Pascal was a poor peasant who worked in the fields, but he longed to learn the Faith. In his early life he would carry a book with him and beg passers by to teach him the alphabet and read to him. Later he would read to others about the Faith. He joined the Reformed Franciscans at the age of 24 but remained a lay Franciscan so he could serve in the menial tasks of the community. “He chose to live in poor monasteries because he said: ‘I was born poor and am resolved to die in poverty and penance’. His jobs included serving as a cook and porter as well as the gardener and the official beggar who went around asking for alms. He lived this life in contemplation and silent meditation and often did this as he worked. He was a contemplative and had frequent ecstatic visions.
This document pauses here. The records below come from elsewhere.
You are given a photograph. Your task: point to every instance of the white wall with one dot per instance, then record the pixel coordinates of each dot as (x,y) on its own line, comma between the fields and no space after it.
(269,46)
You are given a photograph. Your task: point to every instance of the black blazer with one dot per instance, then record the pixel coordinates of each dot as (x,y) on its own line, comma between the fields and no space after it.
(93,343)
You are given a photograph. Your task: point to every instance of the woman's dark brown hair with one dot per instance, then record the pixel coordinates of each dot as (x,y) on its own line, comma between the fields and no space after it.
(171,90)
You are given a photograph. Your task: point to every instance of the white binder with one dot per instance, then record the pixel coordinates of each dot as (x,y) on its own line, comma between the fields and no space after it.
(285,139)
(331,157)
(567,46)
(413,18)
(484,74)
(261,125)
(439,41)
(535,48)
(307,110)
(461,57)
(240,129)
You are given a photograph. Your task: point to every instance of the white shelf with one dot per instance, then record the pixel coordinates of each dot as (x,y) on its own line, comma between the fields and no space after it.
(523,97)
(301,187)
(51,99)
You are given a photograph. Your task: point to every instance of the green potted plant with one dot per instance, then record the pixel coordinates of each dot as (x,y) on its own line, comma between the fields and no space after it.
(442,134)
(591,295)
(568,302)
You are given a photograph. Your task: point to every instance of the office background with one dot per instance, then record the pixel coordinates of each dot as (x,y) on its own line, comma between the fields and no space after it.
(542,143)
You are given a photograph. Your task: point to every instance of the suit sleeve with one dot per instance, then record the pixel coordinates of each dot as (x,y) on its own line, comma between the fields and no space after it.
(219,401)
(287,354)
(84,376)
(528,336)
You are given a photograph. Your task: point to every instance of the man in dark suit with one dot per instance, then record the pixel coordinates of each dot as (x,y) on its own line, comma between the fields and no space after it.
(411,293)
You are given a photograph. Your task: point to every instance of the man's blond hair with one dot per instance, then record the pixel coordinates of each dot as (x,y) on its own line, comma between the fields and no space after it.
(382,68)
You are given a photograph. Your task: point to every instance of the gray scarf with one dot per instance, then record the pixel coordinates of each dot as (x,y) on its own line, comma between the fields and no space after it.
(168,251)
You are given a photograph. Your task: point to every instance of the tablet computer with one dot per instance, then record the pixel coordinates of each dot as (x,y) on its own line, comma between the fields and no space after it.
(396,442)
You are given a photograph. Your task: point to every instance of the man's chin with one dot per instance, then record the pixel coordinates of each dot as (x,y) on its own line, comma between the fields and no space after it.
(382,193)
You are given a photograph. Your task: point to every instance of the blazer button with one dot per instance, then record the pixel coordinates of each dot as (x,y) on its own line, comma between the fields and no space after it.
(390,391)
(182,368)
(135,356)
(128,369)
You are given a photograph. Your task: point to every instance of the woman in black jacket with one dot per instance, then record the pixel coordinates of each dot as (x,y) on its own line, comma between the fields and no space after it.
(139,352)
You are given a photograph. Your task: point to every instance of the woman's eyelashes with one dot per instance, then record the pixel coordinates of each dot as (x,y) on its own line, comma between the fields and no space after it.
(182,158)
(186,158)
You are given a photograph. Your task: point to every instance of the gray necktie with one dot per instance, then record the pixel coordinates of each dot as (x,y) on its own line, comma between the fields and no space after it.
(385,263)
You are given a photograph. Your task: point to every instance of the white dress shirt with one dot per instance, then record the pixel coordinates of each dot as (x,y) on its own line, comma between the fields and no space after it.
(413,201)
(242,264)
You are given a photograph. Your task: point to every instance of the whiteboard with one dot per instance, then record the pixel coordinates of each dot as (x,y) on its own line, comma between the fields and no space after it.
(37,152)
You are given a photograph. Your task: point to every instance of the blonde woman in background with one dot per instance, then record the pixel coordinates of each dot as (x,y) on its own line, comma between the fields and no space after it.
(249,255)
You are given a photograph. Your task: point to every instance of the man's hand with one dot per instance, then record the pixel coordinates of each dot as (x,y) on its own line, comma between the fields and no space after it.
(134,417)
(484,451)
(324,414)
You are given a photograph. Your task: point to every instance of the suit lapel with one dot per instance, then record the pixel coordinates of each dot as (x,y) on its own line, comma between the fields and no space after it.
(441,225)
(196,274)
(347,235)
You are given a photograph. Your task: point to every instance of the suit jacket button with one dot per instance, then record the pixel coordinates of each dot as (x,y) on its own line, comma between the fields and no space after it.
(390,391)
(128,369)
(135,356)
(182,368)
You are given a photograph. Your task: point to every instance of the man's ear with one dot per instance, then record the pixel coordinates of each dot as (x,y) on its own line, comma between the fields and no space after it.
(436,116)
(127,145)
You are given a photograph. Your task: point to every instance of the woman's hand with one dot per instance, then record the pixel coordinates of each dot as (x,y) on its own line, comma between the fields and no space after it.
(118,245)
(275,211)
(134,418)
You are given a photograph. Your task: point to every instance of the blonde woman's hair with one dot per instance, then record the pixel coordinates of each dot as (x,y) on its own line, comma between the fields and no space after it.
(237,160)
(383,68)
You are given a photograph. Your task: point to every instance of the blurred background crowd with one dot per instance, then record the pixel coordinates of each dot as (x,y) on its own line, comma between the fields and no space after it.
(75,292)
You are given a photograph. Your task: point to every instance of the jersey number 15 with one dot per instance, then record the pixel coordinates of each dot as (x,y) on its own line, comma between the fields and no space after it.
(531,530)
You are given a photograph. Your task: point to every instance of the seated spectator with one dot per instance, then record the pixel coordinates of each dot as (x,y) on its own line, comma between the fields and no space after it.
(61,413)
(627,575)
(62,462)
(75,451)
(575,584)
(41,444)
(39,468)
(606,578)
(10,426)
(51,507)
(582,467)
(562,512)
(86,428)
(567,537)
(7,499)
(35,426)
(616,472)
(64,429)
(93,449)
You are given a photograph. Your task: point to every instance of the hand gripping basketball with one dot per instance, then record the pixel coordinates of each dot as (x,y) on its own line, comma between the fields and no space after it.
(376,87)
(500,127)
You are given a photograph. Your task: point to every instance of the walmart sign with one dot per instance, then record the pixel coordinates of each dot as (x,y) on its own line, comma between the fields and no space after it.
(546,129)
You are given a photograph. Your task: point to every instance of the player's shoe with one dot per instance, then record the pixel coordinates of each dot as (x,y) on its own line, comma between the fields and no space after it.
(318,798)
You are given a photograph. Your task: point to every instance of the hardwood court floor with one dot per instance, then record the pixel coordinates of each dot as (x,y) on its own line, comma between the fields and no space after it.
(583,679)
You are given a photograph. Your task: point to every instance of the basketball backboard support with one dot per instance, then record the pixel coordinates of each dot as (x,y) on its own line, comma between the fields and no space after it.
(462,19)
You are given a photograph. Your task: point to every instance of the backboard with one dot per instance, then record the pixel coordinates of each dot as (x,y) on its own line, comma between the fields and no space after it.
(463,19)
He would spend the night before the altar in silence during some nights to commune with God and to meditate on the faith. But he also shrugged off those notions of him gaining a reputation coming from that pious nature.”

In 1576 he was sent to France to preach to the Protestants about the Real Presence of Christ in the Eucharist, but he was almost killed by a Huguenot mob driving him out. He practiced great austerity until his death in 1592. His tomb in Spain became an immediate place of pilgrimage. Miracles were reported; within a hundred years he was canonized. “Pope Leo XIII proclaimed the saint as the ‘seraph of the Eucharist’ as well as the patron of Eucharistic congresses and affiliated associations.” Let’s ask him to help us deepen our appreciation of the Blessed Sacrament.